1. Change by Design.

So, this is THE BOOK. If you could only read one book, this is it. This book will become the stepping stone on your path to think like a designer. We make sure we read it once every year. And we recommend it to everyone who wants to start a career in design. By the way, the author, Tim Brown, is a leading figure in the field. You should just follow him.

This book introduces the idea of design thinking‚ the collaborative process by which the designer′s sensibilities and methods are employed to match people′s needs not only with what is technically feasible and a viable business strategy. In short‚ design thinking converts need into demand. It′s a human−centered approach to problem solving that helps people and organizations become more innovative and more creative.


2. This is Service Design Thinking.

Do you want to broad your thinking? Do you want to shed some light on what Service Design is? Do you want to discover the tools that Service Design will give you and how to use them? You got it covered with this book. Bonus point: it was written by the best service designers from different companies all over the world teaming together to create this great piece.

  • Basics: outlines service design thinking along five basic principles
  • Tools: describing a variety of tools and methods used in Service Design Thinking
  • Cases: vivid examples for the introduced fundamentals with real-life case studies from 5 companies that did inspiring projects within the field of Service Design.

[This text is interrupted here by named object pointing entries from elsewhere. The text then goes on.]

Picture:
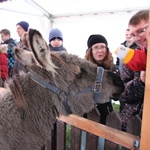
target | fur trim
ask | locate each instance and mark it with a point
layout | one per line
(3, 48)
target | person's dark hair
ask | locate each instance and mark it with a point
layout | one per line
(138, 17)
(107, 62)
(5, 32)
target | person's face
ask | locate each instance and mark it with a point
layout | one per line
(20, 30)
(4, 37)
(56, 42)
(128, 36)
(140, 33)
(99, 52)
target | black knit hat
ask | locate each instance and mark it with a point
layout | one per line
(96, 38)
(24, 25)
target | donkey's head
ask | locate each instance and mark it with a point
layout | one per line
(77, 77)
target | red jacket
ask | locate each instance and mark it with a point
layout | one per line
(138, 61)
(3, 63)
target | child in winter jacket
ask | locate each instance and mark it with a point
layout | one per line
(133, 59)
(3, 64)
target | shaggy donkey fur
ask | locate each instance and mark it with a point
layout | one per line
(28, 110)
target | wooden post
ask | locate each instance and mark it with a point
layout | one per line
(145, 131)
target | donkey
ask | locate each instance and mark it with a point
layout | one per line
(53, 84)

3. Usability Testing Essentials: ready, set… test!

This book will equip you with the main tools and techniques that are required to kickoff your usability tests. Later on it will give you more in-depth knowledge on the subject too.

Provides a comprehensive, step-by-step guide to usability testing, a crucial part of every product’s development.

  • The fully updated four-color edition now features important usability issues such as international testing, persona creation, remote testing, and accessibility.
  • Follow-up to Usability Testing and Research.

Designing for the digital age.

This is a massive book. Both physically and in terms of quality. Content-wise is great, it covers every area you can imagine. Is your go-to book whenever you have any doubt or question. It will give you back inspiration and answers to: What can I expect after running an ethnography study? How can I…? How should I run this workshop?…. This book will become your best design-buddy.

Topics include assembling a design team, planning and conducting user research, analyzing your data and turning it into personas, using scenarios to drive requirements definition and design, collaborating in design meetings, evaluating and iterating your design, and documenting finished design in a way that works for engineers and stakeholders alike.


The back of the napkin.

Ever felt like you’re not making yourself clear? Do you feel like your words don’t express what you’re thinking? You know what they say: a picture is worth a thousand words.

This book comprehends explanations, exercises and visual concepts that will show you how to convey your messages in a visual way. Get ready to grab your sharpie and start drawing!

“There is no more powerful way to prove that we know something well than to draw a simple picture of it. And there is no more powerful way to see hidden solutions than to pick up a pen and draw out the pieces of our problem.”


What books do you consider a must? What books have inspired you the most? Do you have any books you would recommend to a newbie in design? How about for a more senior designer?